MS TUCKER (continuing):

(3) the effectiveness of this Act and the arrangements made under it in facilitating scrutiny of the financial management of the government of the Territory;

(4) the impact that this Act and the arrangements made under it have had on the achievement of the objectives of the government of the Territory;

(5) the possibility of incorporating environmental and social accounts into the financial management framework; and

(6) any other matter relating to the financial management of the Territory.

Mr Speaker, it is now three years since the Financial Management Act was passed and we have just seen the third budget presented by the Government under the accrual accounting system that was introduced by this Act. The Financial Management Act was a radical departure from the previous financial system used by government. At the time the Act was debated the Greens and even the ALP raised concerns that there was considerable uncertainty about how well the financial reforms would work in practice. The point was raised at the time that considerable work was being put by the Public Service into the technical implementation of the new accrual accounting system, but that relatively little time was being spent on looking at the policy implications of moving to this new system, in particular the move to output-based budgeting, service purchasing and the setting up of performance targets.

I therefore put up an amendment to establish a statutory review of the Act by no later than 30 June 1999. This amendment was not supported by the Assembly, primarily on the ground that it was not necessary to write a review into the Act as the Assembly already had the power to initiate a review at any time. No-one believed that there should never be a review of the Act. The ALP specifically acknowledged in the Assembly that a review of the Act would be worth while in time, but that this could possibly be undertaken by the public accounts committee. The date of 30 June 1999 is nearly here and I think the need for a review is now coming to a head, with the recent revelations over the financing of the Bruce Stadium redevelopment.

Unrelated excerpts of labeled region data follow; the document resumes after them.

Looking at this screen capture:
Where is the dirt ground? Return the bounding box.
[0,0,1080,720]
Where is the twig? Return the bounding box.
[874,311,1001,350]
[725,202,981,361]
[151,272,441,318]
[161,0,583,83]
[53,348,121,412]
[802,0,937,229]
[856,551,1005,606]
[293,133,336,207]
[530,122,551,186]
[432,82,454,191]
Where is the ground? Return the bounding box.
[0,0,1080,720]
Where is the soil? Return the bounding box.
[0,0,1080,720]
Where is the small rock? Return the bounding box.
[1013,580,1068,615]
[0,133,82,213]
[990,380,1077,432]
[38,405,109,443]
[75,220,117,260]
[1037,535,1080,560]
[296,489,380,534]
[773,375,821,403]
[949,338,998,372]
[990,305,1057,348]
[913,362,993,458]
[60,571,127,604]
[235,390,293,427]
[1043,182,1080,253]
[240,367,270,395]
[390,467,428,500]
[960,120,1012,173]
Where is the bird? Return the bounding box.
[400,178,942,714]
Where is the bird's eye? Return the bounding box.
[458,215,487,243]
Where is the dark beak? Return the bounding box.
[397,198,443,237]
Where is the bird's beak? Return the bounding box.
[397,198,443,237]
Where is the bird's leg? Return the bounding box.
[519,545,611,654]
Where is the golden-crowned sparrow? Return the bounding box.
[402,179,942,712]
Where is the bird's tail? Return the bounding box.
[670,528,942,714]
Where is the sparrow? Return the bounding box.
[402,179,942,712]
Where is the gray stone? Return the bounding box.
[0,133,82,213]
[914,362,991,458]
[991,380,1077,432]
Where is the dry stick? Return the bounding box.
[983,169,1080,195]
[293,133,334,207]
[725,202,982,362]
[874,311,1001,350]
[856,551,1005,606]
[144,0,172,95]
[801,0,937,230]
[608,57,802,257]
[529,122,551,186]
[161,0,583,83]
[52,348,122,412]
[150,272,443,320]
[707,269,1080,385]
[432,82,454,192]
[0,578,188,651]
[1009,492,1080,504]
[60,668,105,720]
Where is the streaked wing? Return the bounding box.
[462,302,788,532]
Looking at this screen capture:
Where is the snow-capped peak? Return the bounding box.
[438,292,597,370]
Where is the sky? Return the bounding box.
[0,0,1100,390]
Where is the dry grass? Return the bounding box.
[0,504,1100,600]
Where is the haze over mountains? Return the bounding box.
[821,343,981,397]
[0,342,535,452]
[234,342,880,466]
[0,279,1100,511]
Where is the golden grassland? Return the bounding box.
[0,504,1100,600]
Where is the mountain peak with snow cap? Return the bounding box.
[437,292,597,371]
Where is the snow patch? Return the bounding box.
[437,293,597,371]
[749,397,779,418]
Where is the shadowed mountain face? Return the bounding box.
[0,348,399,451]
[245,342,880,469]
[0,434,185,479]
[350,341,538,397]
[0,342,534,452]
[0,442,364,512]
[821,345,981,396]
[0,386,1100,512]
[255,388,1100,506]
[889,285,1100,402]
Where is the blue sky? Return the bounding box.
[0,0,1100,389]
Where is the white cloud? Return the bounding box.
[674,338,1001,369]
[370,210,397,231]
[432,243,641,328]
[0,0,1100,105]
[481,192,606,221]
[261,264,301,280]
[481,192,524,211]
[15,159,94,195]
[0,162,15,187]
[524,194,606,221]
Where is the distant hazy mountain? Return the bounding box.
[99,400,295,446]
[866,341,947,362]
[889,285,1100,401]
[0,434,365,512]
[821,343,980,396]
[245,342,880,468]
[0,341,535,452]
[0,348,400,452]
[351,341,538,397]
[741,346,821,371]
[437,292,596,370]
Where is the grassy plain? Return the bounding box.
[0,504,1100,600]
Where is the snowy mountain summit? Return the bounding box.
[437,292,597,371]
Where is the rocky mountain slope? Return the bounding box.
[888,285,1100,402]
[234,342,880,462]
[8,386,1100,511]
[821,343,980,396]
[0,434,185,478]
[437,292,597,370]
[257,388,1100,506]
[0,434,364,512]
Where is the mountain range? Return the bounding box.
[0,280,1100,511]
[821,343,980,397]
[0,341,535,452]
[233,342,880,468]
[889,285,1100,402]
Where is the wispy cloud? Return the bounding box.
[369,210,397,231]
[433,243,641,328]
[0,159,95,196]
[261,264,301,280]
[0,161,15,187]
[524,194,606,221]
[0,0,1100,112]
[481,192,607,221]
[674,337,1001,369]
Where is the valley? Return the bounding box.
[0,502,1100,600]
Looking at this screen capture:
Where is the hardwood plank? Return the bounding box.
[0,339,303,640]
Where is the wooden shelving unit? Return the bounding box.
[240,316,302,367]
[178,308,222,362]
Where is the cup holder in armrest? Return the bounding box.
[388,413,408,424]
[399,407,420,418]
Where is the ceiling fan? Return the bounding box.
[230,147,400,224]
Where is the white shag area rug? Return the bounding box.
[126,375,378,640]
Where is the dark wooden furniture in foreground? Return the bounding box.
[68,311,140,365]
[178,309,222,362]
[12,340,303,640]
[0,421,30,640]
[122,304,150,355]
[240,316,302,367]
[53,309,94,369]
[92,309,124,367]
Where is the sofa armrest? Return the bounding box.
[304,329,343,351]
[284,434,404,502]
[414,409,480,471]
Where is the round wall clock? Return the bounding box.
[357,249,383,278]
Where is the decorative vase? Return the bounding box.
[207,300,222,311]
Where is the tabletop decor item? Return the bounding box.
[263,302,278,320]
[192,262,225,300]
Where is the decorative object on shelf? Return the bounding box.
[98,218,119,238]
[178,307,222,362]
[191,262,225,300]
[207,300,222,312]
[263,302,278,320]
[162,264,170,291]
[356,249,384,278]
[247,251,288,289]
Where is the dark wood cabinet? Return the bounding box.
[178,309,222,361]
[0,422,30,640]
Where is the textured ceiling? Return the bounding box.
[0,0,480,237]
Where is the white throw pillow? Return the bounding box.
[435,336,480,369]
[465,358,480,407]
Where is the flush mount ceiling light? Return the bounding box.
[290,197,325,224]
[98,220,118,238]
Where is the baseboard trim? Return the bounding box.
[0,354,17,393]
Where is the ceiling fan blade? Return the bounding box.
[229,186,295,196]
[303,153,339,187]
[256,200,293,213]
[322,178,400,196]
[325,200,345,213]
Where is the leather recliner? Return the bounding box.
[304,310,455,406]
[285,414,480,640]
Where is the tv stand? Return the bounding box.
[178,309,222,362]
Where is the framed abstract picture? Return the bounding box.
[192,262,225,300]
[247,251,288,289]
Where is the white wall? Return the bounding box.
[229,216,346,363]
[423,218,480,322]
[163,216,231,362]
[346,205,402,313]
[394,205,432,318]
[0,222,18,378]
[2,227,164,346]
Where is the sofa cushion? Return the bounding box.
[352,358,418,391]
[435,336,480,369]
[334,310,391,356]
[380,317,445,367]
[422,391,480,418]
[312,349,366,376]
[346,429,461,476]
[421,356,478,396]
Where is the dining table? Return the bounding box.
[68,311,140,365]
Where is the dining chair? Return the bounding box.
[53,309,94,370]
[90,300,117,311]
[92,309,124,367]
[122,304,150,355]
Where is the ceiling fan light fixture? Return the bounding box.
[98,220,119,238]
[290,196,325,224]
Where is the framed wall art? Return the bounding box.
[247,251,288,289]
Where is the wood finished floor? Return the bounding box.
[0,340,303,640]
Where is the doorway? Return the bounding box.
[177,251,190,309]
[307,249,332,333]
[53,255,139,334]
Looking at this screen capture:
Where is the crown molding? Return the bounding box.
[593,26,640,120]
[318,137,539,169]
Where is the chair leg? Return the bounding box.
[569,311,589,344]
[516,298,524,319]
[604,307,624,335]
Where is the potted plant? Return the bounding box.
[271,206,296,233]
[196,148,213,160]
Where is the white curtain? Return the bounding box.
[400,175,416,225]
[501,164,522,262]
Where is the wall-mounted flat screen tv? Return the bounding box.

While the Government may have technically acted within the law - and I say "may have" - by borrowing money to cover the additional funds spent on the Bruce Stadium because private sector investment in the stadium had not occurred, there is still the question of whether it acted responsibly in managing its appropriation and whether the provisions of the Financial Management Act are adequate to regulate this type of action. This incident has highlighted that section 6 of the Act, which states that no payment of public moneys shall be made otherwise than in accordance with an appropriation, may be too general to cope with the types of public and private sector business partnerships that this Government seems so fond of.